CAPE TOWN - The South African government says it doesn't believe western military intervention in Syria will solve the ongoing conflict in the country.

The opposition Syrian National Coalition has urged western powers to act quickly and to launch a punitive strike against Syrian President Bashar al-Assad's government in retaliation to an alleged chemical attack last week.

But the United Nations (UN) has pleaded for more time for diplomacy.

The South African government agrees and says UN weapons inspectors should be allowed more time to complete their investigation and announce their findings.

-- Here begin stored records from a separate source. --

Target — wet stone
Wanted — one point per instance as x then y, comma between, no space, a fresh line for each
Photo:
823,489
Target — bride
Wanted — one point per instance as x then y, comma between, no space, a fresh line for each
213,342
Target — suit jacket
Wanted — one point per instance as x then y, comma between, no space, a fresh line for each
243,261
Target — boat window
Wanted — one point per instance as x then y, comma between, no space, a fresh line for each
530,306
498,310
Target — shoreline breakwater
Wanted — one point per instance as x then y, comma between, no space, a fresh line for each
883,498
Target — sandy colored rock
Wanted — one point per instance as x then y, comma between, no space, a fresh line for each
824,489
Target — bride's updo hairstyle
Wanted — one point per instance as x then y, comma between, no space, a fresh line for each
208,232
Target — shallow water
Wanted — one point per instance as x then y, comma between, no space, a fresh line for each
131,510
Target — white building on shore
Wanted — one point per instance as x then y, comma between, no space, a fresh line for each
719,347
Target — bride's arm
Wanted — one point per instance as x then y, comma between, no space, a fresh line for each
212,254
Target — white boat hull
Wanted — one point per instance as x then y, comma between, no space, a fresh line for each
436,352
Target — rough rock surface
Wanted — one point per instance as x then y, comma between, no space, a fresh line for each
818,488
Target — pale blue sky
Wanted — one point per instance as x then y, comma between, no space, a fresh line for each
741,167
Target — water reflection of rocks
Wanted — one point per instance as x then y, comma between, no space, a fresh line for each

It says only the UN Security Council can mandate the use of military force if other measures are deemed insufficient in bringing about a solution to the crisis.

The International Relations Department's Clayson Monyela says the department doesn't believe military intervention is the answer.

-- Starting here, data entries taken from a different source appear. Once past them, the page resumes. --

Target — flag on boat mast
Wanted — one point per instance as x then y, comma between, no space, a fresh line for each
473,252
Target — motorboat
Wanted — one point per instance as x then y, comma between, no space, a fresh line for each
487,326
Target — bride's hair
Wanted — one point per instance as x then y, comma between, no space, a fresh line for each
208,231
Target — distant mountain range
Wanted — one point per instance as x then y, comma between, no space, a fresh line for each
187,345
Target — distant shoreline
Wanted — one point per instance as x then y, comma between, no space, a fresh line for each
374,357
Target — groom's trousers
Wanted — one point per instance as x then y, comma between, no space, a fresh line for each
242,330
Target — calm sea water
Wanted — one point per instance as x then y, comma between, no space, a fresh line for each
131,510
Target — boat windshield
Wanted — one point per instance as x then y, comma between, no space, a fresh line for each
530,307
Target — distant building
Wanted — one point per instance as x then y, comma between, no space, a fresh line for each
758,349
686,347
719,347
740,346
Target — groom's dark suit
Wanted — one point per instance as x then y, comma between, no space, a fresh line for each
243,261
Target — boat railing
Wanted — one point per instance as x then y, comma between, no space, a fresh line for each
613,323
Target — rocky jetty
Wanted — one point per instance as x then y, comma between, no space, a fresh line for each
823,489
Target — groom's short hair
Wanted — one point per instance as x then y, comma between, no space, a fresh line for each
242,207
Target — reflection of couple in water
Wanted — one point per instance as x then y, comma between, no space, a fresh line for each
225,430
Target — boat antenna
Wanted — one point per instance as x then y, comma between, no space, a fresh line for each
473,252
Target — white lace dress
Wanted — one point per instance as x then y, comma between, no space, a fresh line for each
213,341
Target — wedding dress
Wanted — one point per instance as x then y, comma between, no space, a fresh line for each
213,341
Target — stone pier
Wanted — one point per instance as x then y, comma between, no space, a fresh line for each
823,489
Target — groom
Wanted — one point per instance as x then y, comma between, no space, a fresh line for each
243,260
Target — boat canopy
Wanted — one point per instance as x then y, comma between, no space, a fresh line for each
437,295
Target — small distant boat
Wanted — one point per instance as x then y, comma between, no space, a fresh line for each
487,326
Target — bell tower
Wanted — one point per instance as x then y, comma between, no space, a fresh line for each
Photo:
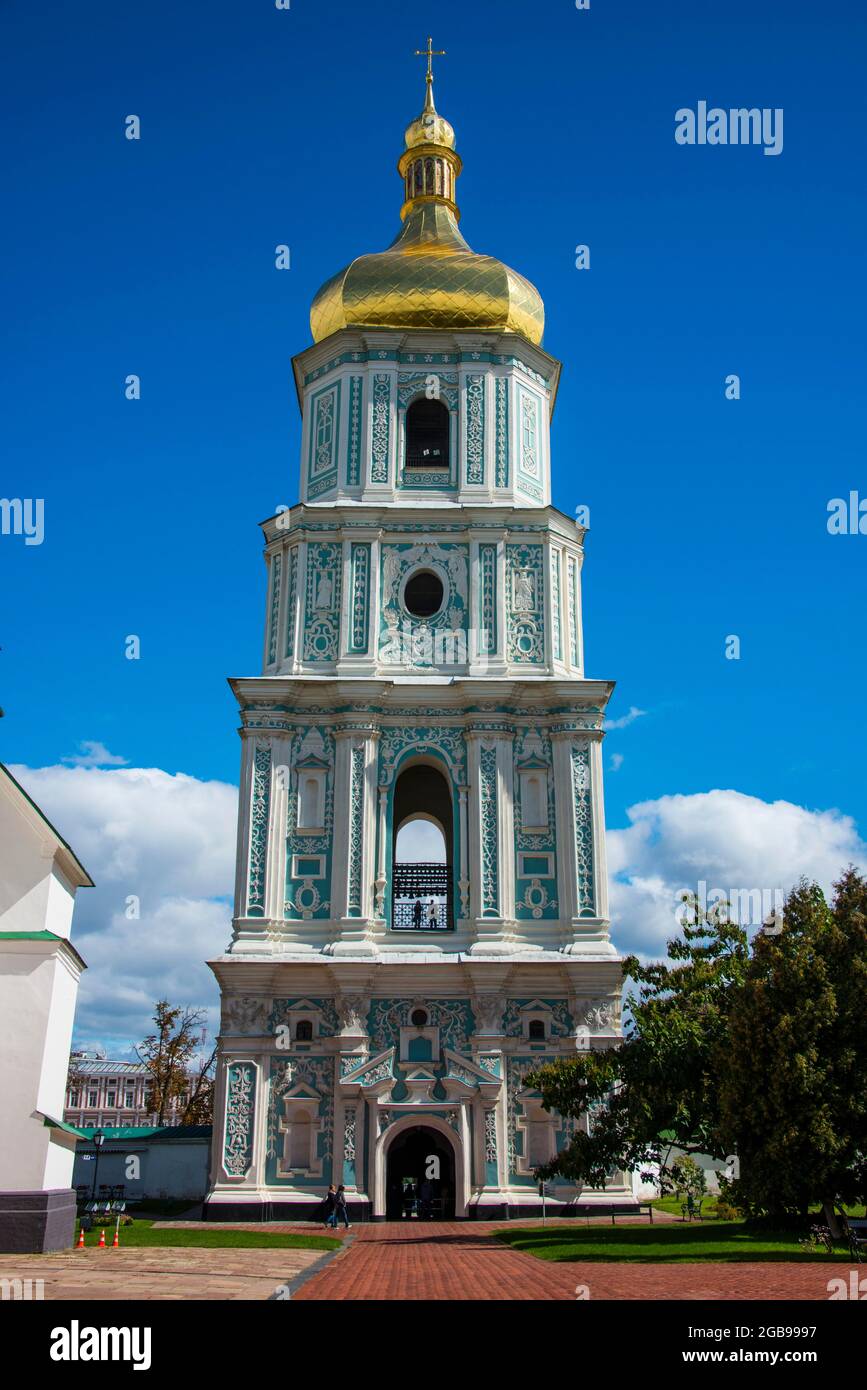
421,893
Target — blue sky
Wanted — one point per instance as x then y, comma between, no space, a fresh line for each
261,127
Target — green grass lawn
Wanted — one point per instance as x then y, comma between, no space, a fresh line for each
143,1233
724,1241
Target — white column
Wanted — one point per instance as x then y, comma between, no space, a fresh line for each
275,870
463,883
354,812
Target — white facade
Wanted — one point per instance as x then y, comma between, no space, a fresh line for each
39,973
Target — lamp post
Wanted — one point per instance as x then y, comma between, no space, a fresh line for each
99,1139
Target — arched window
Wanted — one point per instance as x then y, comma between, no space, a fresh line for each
427,430
311,799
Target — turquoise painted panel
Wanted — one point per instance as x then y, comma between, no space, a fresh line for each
530,448
525,603
239,1119
488,601
323,602
474,445
359,617
313,1076
324,441
584,829
453,1018
537,886
489,801
381,427
353,453
260,811
277,571
306,894
502,449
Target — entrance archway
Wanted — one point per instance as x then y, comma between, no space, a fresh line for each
420,1179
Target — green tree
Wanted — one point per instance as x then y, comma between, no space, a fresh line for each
179,1066
794,1068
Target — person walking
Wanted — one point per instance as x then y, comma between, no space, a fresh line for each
329,1207
341,1208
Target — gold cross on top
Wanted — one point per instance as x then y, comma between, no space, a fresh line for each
430,53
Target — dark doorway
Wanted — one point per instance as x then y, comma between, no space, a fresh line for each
420,1176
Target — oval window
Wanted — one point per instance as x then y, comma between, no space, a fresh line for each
424,594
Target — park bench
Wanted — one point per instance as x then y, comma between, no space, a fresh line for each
856,1235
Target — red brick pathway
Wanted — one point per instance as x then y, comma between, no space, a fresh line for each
461,1260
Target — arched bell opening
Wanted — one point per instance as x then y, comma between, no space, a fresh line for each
427,434
423,838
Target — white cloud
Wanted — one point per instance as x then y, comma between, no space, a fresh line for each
170,843
95,755
731,841
634,712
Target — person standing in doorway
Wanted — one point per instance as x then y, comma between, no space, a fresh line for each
329,1207
341,1208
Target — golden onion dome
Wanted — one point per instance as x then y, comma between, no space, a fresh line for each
428,277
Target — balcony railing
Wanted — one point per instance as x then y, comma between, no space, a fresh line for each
421,898
421,456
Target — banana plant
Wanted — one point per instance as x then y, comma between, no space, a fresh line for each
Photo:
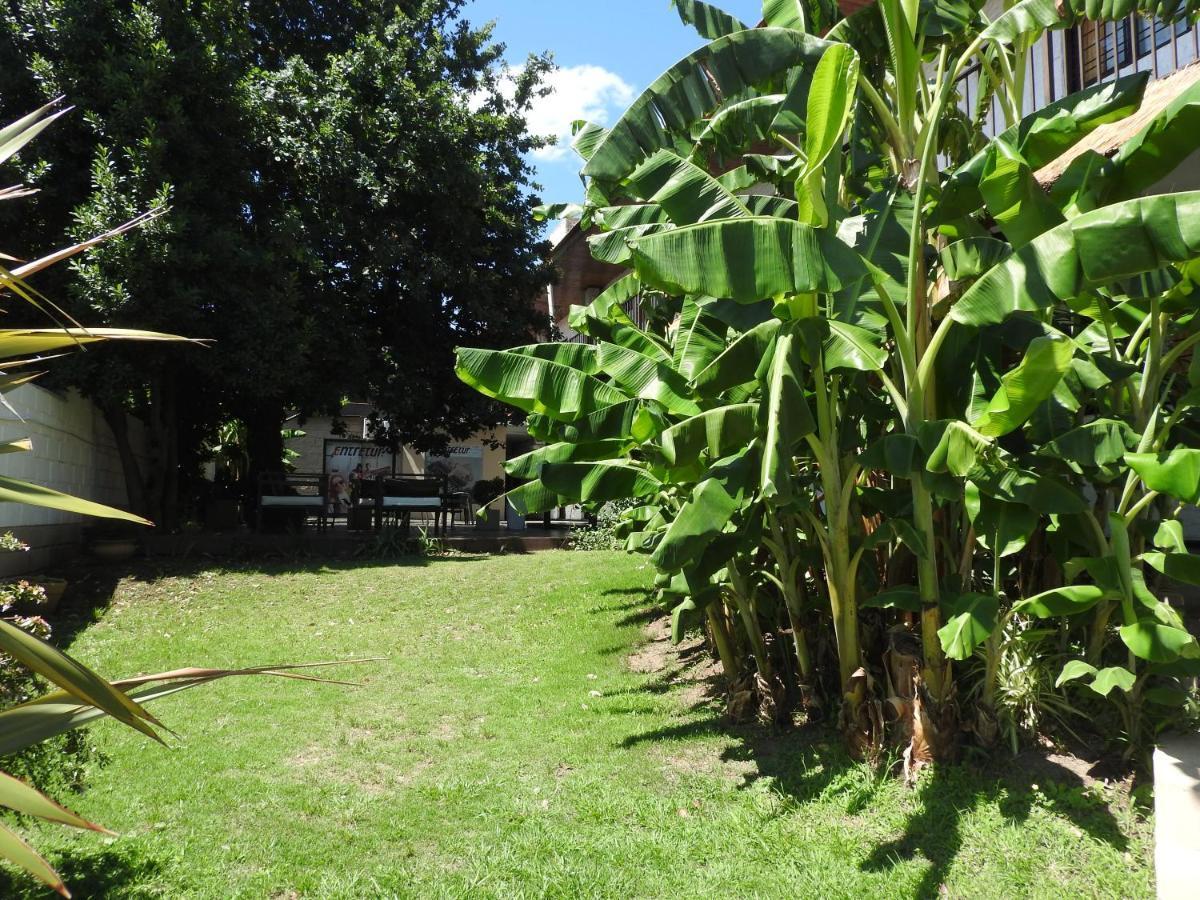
964,397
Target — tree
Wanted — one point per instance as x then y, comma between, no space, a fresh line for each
421,238
323,252
906,399
79,695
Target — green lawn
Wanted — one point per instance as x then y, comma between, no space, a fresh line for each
505,748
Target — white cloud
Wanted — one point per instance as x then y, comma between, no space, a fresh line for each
585,91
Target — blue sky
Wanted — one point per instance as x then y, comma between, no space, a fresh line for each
607,52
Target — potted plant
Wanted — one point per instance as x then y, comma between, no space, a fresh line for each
484,493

He says government rather wants all parties involved in the conflict to engage in a national dialogue, free of violence.

"We don't believe any military attack on Syria would bring about any sustainable lasting political solution to what is happening there."

Meanwhile, UN Secretary-General Ban Ki-moon says UN weapons inspectors will continue their investigations until Friday and plan to leave by Saturday morning.

Ki-moon said the team would report to him as soon as they come out of the country.

He also said he had spoken to US President Barack Obama on Wednesday about the situation in Syria, discussing how they can expedite the process of investigation.

Obama made the case on Wednesday for a limited military strike against Syria in response to the chemical attack.

Ki-Moon said anyone using poison gas must be held accountable, but a peaceful solution was best.

"Use of chemical weapons by anyone, for any reason, under any circumstances is a crime against humanity and must be held accountable. It is important that all the differences of opinions should be resolved by peaceful means, through dialogue."

Syria's civil war has killed more than 100,000 people since 2011 and driven millions from their homes with many crossing into Turkey, Lebanon, Jordan and Iraq.


Archbishop Emeritus Desmond Tutu has added his voice to warnings that a military strike by the west could lead to an escalation of tensions.

Tutu has called for world powers to talk further about the crisis saying it requires human not military intervention.

Tutu says the crisis in Syria offers an opportunity for world powers to talk about difficult topics such as relationships between the west, the Islamic world and Israel and Palestine.

He says the risk of intervention is simply not worth it and further bloodshed must be avoided.

Tutu says what's important is to lay a foundation of peace in the region and to create better understanding.